Premysl Sobotka of the right-of-centre Civic Democrats has been re-elected to the post of Senate chairman. On Wednesday, 74 out of 77 senators present supported him in a secret ballot. It was the highest support for any chairman in the upper house's ten-year history. Mr Sobotka's party has a majority in the senate, holding 41 of 81 seats. Regarding his continuing on in the post, Mr Sobotka said one of his priorities was to increase the Senate's role in foreign policy.
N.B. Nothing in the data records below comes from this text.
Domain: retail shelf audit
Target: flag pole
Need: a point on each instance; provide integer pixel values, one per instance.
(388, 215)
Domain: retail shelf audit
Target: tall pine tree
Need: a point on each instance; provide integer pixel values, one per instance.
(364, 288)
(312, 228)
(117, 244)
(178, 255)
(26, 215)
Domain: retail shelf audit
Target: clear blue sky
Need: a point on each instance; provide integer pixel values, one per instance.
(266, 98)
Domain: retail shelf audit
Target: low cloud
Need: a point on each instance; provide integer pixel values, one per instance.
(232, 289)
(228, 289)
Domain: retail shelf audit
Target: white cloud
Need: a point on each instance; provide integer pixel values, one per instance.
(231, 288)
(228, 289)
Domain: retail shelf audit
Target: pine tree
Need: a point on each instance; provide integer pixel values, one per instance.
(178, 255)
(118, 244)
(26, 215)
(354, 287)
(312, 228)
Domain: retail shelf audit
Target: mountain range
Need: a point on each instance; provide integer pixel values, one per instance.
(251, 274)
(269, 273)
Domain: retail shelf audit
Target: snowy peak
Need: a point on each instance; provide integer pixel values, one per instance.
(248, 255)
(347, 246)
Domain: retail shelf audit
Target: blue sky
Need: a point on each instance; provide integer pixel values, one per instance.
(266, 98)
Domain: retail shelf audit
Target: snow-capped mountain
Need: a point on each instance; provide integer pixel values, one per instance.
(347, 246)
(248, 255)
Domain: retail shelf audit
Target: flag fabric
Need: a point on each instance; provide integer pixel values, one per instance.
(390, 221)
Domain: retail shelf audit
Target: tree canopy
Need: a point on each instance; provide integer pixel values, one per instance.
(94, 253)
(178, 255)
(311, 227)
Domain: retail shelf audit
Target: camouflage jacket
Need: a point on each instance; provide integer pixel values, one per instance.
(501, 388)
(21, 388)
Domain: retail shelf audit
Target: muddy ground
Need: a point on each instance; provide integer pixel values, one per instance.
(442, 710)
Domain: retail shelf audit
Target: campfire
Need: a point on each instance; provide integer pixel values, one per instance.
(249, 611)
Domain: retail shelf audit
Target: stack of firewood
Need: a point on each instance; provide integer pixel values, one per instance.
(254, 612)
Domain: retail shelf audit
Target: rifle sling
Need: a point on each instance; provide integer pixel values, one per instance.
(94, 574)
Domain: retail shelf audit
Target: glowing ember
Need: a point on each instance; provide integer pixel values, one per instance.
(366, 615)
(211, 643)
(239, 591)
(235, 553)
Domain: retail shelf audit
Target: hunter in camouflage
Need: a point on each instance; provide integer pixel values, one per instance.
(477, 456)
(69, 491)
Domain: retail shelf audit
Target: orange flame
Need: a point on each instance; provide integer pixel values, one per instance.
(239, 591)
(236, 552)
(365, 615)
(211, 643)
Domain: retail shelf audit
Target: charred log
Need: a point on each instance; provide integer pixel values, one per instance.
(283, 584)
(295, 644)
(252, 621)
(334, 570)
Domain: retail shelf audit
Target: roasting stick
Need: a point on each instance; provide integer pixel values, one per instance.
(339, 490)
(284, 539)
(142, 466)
The Austrian company Kapsch will not be able to launch test operations of a new road toll system this Friday. The transport ministry has not given the test run the green light. The ministry says some toll gates are hundreds of metres from where they were supposed to be. It also criticises the use of diesel units. Without the test operation, the introduction of the country's first electronic road toll system for vehicles above 12 tonnes cannot be launched on January 1. The new system is estimated to bring in around 10.5 billion crowns (over 4.5 million US dollars) a year.
US President George W. Bush speaking with President Vaclav Klaus at the
NATO Summit underway in Riga, has reportedly reiterated conviction that
visa requirements for Czechs travelling to the US will eventually be
waived. Speaking to reporters after a brief meeting with his US
counterpart, Czech President Vaclav Klaus said President Bush anticipated
intense debate in Congress, which will have the final word.
While Czech Foreign Minister Alexandr Vondra has put two years as an estimate for changes in visa policy, some US officials are being more cautious. The US Ambassador to Prague Richard Graber on Wednesday reacted by suggesting that while two years was perhaps a good estimate, the timeframe couldn't be guaranteed.